Bonum Certa Men Certa

Why Peter Murray-Rust Should Not Work With Microsoft

Peter Murray-Rust
Photo by jwyg, licensed under the Creative Commons
Attribution-Share Alike 2.0 Generic licence



Summary: An open access hero asks whether or not he should work with Microsoft; Techrights responds

"Should I work with Microsoft?"



That is the question asked by Peter Murray-Rust, who sought a reply from readers. We'll come to this in a moment, right after providing some background.

“Microsoft loves artificial scarcity, on which its entire business model is built.”Peter Murray-Rust is an admirable person and a high achiever. He is at the forefront of the open access (OA) movement and he advocates strongly the sharing of knowledge. Here at Techrights we have great respect for this man, but circumstances at work seem to have led him to the biggest enemy of open source (and by extension one of the principal foes of OA).

Peter Murray-Rust is currently pressuring the British Library to drop DRM. What he may or may not know is Microsoft's role in opposition to his goals. What Microsoft is doing to the British Library is a subject that we covered some days ago (citing Peter Murray-Rust six times in the process). We quoted Microsoft's CEO as saying that "DRM is the future." One article worth reading comes from Forbes Magazine (2007) and bears the title "Microsoft: We Like DRM".

By this point, we pretty much get the picture. Microsoft loves artificial scarcity, on which its entire business model is built.

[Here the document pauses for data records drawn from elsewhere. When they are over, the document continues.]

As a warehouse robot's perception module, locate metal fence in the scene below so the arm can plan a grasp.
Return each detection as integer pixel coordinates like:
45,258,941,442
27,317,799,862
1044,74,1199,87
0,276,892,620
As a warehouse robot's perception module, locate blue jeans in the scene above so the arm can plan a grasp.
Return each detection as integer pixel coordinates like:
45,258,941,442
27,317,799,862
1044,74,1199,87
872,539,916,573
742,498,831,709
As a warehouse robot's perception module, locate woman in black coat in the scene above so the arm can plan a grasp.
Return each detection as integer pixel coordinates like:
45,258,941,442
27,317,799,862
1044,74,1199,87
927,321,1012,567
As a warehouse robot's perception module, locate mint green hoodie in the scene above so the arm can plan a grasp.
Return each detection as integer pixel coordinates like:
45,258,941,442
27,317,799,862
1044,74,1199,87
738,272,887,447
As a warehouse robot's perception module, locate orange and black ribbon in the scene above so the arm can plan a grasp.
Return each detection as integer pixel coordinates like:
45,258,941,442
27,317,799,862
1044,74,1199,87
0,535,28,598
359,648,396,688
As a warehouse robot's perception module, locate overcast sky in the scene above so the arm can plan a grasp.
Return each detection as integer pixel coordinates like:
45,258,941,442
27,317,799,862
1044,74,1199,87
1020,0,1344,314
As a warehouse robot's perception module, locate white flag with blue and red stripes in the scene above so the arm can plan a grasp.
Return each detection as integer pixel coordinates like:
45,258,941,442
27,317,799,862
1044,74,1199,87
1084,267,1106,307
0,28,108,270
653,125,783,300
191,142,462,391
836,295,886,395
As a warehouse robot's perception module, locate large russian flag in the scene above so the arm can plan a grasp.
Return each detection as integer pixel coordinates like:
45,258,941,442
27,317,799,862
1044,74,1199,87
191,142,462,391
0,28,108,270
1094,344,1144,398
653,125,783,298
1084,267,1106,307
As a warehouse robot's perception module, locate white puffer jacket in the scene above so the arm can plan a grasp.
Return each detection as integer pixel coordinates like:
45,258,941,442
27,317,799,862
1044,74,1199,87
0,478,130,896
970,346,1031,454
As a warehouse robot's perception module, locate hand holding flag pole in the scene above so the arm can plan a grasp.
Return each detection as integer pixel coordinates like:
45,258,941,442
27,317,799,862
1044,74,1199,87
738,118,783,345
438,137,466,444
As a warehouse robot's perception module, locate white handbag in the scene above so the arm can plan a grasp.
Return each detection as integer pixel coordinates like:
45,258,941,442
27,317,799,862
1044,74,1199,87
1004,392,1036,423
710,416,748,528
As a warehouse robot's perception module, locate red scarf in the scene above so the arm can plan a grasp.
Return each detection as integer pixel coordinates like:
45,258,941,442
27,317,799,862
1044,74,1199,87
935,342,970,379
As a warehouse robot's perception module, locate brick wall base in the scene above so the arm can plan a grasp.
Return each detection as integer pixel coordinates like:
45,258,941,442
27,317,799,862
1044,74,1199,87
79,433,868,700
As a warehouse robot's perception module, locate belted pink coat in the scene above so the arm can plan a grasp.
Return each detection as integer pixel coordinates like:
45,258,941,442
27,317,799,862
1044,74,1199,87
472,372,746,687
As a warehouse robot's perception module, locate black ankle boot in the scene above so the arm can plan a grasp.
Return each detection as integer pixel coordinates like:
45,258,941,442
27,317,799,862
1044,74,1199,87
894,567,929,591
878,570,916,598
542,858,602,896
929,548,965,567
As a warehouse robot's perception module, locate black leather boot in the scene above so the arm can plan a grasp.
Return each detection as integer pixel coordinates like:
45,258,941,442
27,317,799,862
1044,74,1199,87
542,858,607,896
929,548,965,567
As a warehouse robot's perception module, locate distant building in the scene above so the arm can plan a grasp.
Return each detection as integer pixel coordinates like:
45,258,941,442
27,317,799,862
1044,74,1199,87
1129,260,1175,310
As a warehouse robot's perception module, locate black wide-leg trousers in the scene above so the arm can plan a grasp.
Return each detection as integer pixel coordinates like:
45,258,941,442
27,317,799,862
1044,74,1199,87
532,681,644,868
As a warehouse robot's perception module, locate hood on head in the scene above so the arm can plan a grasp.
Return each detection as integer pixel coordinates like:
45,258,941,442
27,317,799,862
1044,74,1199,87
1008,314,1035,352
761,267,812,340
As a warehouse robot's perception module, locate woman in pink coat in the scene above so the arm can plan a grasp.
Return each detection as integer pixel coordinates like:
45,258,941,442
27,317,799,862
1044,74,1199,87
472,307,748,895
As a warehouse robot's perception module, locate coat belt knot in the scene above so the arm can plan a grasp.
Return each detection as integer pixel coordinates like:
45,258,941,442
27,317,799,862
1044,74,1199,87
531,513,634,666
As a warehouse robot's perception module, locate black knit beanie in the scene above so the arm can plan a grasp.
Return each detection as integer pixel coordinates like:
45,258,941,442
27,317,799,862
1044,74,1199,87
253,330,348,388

Peter Murray-Rust continues his fair and balanced struggle to rid the British Library of DRM. He speaks to an ex-Adobe person:

He’s no longer with Adobe and he has written a useful account of the way that scholarly publications should be managed – in the browser, not at the server. I like his analysis. I am not against access control per se, and it works well in most cases – certainly far better than DRM.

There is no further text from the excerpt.